A goal for our Meetings
Reg Naulty, Canberra and Region Quakers
We all have a hope for what our meetings will achieve: spiritual enrichment for those who attend, and some wider social good in the surrounding community. The suggestion here is that the meeting have a further goal: that of becoming a blessed community.
The term comes from Thomas Kelly’s A Testament of Devotion. It has a chapter entitled “The Blessed Community” which is described in all its glory. It is hard to imagine an actual meeting being exactly like it, but it can be approached by degrees. Kelly: “there are degrees of Fellowship, from wider, more diffusive relations of love to nearer, more intense inter-knittedness.” [P. 78]
To arrive at Blessed Community, advises Kelly, we must at times retire to a single centre where we are at home with God and with one another, which looks like a meeting for worship. Kelly writes with a forceful enthusiasm which can be off-putting to relaxed Australians, but what he is urging is put in terms of quiet reasonableness in Advices and Queries. Thus, “we seek a gathered stillness in our meetings for worship so that all may feel the power of God`s love drawing us together and leading us.” That is a blessed community. Advices No 3 is that we should know an inward stillness, even amid the activities of life. It is hoped that this habit of stillness will guide us to a centre in which God`s love can be felt and shared.
Our testimonies make a contribution here. Thus simplicity, the following of which made Friends wear distinctive clothing in times past, now has environmentalism to explain some of its benefits. A simple lifestyle leaves room for the spiritual life and is a source of strength.
There is integrity which is a constant challenge in a secular society. We need to keep our word, and maintain honorable financial affairs. Poor William Penn is a warning of what can go wrong. He suffered from a dishonest Quaker accountant whose work Penn never checked. He did not realise that all the documents he signed were transferring property rights to the accountant. Since he signed them they were legally valid. That earned Penn a year in debtors’ prison. We shouldn`t be suspicious, but we shouldn`t be naive either.
The peace testimony is a clear manifestation of our inner life. We bear no ill-will to anyone. Early Christianity was pacifist until about St Ambrose [339-97] who came from the governing class and thought as they did. We tend to underestimate the appeal of pacifism. For example, Bertrand Russell, probably the most influential philosopher in the English-speaking world in the last century and a stalwart atheist, wrote that his pacificism in World War I was the most wholehearted and least hesitant work he had ever undertaken.
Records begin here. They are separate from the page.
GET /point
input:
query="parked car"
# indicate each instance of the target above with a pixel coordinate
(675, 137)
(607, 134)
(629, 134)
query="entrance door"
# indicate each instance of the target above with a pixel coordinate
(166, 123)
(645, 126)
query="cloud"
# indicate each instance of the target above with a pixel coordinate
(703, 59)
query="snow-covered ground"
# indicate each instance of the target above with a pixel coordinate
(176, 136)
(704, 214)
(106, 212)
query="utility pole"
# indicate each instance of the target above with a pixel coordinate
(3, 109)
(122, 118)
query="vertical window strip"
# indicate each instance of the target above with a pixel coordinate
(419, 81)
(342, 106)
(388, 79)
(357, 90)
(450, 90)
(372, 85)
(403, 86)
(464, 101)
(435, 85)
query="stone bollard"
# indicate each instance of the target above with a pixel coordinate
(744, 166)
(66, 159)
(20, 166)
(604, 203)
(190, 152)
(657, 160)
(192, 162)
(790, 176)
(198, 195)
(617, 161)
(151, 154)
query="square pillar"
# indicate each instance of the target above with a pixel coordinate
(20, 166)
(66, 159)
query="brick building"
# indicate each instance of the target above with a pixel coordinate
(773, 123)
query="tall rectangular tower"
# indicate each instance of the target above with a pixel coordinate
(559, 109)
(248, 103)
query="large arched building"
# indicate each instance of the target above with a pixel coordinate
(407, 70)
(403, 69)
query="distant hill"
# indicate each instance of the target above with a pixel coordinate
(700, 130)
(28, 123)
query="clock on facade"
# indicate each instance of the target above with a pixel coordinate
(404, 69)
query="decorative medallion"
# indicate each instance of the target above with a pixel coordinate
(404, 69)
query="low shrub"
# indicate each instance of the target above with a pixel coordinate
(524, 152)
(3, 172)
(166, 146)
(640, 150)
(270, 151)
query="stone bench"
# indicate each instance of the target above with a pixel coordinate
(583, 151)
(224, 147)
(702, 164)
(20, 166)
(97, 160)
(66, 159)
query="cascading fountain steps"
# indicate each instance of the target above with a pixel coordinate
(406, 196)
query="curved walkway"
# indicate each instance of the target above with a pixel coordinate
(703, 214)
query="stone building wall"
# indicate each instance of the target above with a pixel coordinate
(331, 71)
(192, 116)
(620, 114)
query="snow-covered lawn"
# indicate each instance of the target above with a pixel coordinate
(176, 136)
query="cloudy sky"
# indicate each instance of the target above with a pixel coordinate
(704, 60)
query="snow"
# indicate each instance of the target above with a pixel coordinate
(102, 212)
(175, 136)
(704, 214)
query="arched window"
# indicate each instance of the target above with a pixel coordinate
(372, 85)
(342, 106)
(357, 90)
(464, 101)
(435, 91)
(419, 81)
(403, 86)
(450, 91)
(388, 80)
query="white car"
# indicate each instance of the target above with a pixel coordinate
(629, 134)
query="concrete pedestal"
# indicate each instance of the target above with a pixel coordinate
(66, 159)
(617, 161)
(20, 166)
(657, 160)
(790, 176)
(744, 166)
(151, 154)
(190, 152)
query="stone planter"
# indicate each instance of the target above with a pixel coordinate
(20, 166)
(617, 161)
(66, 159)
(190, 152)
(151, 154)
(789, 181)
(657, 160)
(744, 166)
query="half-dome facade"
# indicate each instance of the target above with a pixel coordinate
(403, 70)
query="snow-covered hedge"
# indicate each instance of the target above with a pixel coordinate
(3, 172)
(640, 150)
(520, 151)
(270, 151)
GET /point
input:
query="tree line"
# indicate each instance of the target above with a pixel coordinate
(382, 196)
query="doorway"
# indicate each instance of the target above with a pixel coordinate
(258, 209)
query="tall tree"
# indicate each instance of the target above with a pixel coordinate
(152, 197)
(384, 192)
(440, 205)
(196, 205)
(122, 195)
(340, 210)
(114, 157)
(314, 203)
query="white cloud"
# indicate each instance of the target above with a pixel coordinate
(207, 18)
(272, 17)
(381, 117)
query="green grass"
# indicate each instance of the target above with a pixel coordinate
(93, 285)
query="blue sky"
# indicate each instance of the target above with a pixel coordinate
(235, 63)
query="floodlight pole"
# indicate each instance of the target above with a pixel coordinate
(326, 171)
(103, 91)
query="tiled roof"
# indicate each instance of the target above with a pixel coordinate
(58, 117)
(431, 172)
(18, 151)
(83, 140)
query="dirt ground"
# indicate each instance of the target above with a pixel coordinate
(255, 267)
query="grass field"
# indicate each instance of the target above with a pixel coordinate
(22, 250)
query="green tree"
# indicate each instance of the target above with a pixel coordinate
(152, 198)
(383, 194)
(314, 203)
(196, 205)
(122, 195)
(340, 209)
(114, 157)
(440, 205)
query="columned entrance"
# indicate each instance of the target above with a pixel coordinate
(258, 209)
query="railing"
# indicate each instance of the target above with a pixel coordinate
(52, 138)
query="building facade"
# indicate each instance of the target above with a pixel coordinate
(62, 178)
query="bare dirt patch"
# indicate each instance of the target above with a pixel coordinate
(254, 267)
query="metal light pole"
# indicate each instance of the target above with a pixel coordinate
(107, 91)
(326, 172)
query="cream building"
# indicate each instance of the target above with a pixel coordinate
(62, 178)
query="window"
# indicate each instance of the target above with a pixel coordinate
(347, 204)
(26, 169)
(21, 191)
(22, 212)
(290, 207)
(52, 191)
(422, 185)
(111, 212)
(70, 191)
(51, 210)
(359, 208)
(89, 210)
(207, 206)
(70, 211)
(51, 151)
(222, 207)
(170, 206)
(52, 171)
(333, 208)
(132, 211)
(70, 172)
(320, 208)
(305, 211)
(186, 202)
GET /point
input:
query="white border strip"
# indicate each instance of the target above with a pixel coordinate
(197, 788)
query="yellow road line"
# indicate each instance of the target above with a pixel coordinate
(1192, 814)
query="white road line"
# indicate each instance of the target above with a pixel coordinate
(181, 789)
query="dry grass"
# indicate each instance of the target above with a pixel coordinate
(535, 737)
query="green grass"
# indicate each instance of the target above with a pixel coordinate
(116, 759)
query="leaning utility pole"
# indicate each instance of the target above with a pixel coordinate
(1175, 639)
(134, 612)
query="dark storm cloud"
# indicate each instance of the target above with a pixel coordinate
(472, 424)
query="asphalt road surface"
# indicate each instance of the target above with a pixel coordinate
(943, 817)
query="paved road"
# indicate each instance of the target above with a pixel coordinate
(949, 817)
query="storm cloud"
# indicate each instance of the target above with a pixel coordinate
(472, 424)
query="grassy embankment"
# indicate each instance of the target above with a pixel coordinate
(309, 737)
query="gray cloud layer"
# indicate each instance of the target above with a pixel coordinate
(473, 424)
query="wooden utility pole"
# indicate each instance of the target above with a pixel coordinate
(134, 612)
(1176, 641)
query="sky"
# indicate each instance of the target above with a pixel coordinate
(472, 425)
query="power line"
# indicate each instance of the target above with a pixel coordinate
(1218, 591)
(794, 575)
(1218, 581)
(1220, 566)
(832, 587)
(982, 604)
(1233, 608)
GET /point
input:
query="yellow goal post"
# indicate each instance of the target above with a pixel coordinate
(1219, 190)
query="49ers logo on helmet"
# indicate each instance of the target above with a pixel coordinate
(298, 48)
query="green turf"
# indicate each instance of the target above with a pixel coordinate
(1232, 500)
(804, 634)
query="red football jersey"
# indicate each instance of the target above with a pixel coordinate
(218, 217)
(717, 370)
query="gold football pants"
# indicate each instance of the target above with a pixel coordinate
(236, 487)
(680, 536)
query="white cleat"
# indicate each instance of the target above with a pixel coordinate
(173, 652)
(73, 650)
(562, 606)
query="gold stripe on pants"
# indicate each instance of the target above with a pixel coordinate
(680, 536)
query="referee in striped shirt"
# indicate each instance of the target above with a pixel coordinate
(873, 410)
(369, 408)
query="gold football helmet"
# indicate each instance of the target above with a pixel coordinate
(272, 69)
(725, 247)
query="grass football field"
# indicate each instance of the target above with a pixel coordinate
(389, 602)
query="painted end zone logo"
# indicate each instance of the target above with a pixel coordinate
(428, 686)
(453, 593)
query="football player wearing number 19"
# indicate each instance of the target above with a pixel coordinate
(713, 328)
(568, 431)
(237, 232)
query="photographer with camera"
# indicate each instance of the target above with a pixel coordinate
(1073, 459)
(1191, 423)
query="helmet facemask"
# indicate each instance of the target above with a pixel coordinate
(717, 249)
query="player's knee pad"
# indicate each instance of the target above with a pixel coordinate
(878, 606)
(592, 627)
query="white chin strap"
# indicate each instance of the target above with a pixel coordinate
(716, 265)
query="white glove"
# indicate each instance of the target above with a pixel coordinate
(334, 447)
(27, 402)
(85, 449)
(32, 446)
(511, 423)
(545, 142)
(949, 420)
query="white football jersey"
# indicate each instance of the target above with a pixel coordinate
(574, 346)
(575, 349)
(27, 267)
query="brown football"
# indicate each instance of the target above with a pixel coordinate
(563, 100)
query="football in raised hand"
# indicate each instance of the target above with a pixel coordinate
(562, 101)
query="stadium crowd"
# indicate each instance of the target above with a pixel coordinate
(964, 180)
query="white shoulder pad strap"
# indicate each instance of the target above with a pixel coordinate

As for equality, the attempt to prevent the rich becoming richer and the poor, poorer, is a constant economic and political struggle.
The testimonies should be a unifying force among us. We come from very diverse backgrounds. The influence of our upbringing is hard to shake off, and many of us will keep some of it all our lives, so patience and politeness are necessary in our meetings. Angry denunciations of theological, moral and political positions should not happen.
Friends hope that the stillness of meeting for worship will gently shepherd us to the centre in which God is felt. When the shared experience of God`s life binds us together, we shall have reached blessed community, and home at last.